Despite my efforts to the contrary, I did sleep, and as I slept, I dreamed. I was Theba, or perhaps Theba was me, leaning out of the window of my childhood room. It had the width and breadth I remembered and my body was a girl’s, hands gripping the stone sill and hair caught in a dance of wind. We laughed, Theba and me, and I could see her hanging in the air before me like a reflection just out of reach. We had the same eyes and crown of hair, but her mouth was cruel, teeth tearing a monstrous path in her lips. Our lips. I shrieked and the window closed around my growing form, woman again with the weight of me trusted too much on the sill.
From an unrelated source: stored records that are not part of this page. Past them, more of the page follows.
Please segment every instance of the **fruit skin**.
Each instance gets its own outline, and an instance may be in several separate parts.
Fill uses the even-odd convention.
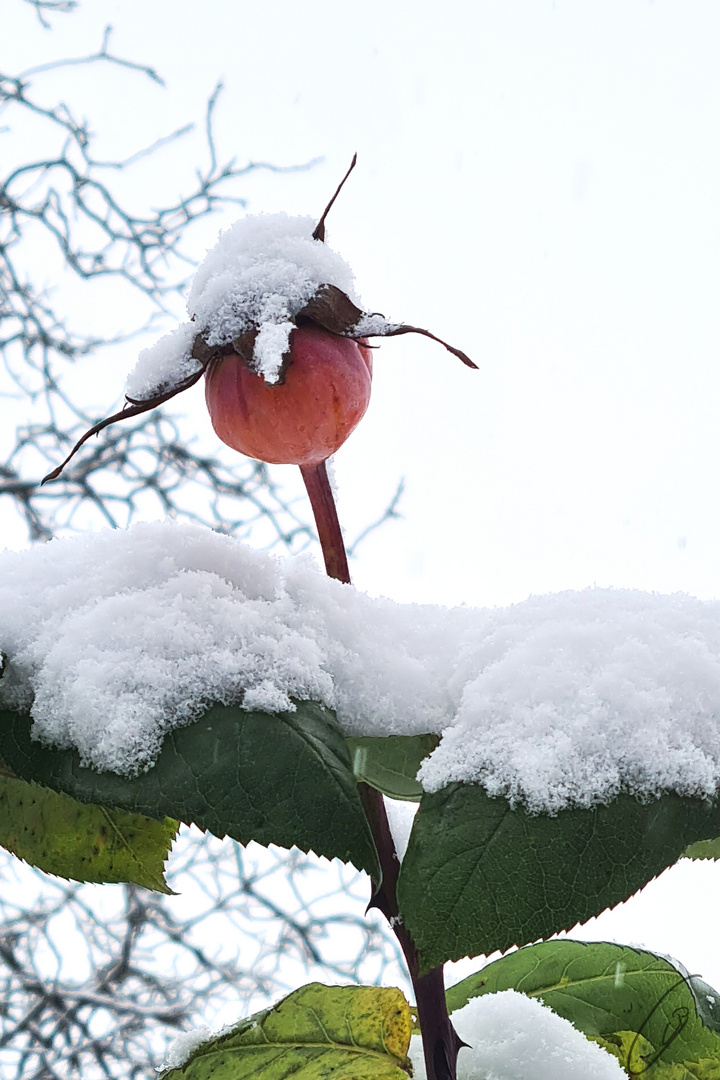
[[[364,341],[298,326],[284,382],[266,382],[232,353],[208,367],[205,401],[228,446],[271,464],[311,465],[335,454],[363,419],[371,376]]]

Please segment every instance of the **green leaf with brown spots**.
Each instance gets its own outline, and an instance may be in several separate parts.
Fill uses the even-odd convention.
[[[203,1042],[160,1080],[407,1080],[409,1044],[400,990],[310,983]]]
[[[0,775],[0,845],[74,881],[128,881],[172,892],[164,866],[178,823],[92,804]]]

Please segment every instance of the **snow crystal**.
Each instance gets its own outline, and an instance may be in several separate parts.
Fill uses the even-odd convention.
[[[452,1013],[468,1043],[458,1055],[458,1080],[622,1080],[612,1054],[590,1042],[570,1021],[517,990],[472,998]],[[415,1080],[425,1080],[419,1036],[410,1040]]]
[[[720,604],[682,594],[400,605],[308,556],[138,524],[0,555],[0,706],[100,770],[148,768],[214,703],[313,700],[349,735],[441,735],[426,791],[477,783],[555,813],[720,784]]]
[[[149,349],[144,349],[127,376],[126,395],[133,401],[147,401],[195,375],[202,367],[200,361],[191,356],[196,334],[193,323],[182,323]]]

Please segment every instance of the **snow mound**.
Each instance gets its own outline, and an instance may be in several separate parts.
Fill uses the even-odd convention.
[[[200,333],[208,346],[221,346],[258,329],[257,369],[276,382],[295,315],[320,286],[336,285],[356,300],[352,270],[326,243],[313,240],[315,225],[312,217],[255,214],[220,233],[190,287],[192,321],[140,353],[127,378],[127,396],[153,397],[200,370],[190,357]]]
[[[472,998],[452,1013],[468,1043],[458,1056],[458,1080],[621,1080],[619,1062],[570,1021],[533,998],[502,990]],[[425,1080],[419,1036],[410,1040],[415,1080]]]
[[[555,813],[720,784],[720,604],[682,594],[400,605],[307,556],[138,524],[0,555],[0,707],[99,770],[149,768],[214,703],[313,700],[349,735],[441,735],[427,791],[479,783]]]

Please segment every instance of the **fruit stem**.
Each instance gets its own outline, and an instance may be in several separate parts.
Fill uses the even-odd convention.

As I toppled forward Theba snaked her hands into my hair, and for a moment I felt the pain of being suspended by it.
She lowered me slowly onto the path below, a terrace walkway our guard had used and we, too, for pleasure. Theba passed into me again and we were the same. She propelled us forward.
The terrace was different, broad leaves like those of the plants I remembered in Cascar brushing against my calves, spilling and flowering out of contained spaces that bordered the path. It was a rooftop garden, but not one I recognized. I could see a figure ahead, cloaked. But it wasn’t a cloak, only a shadow cast by a tree, curved unnatural to hang over a stone bench.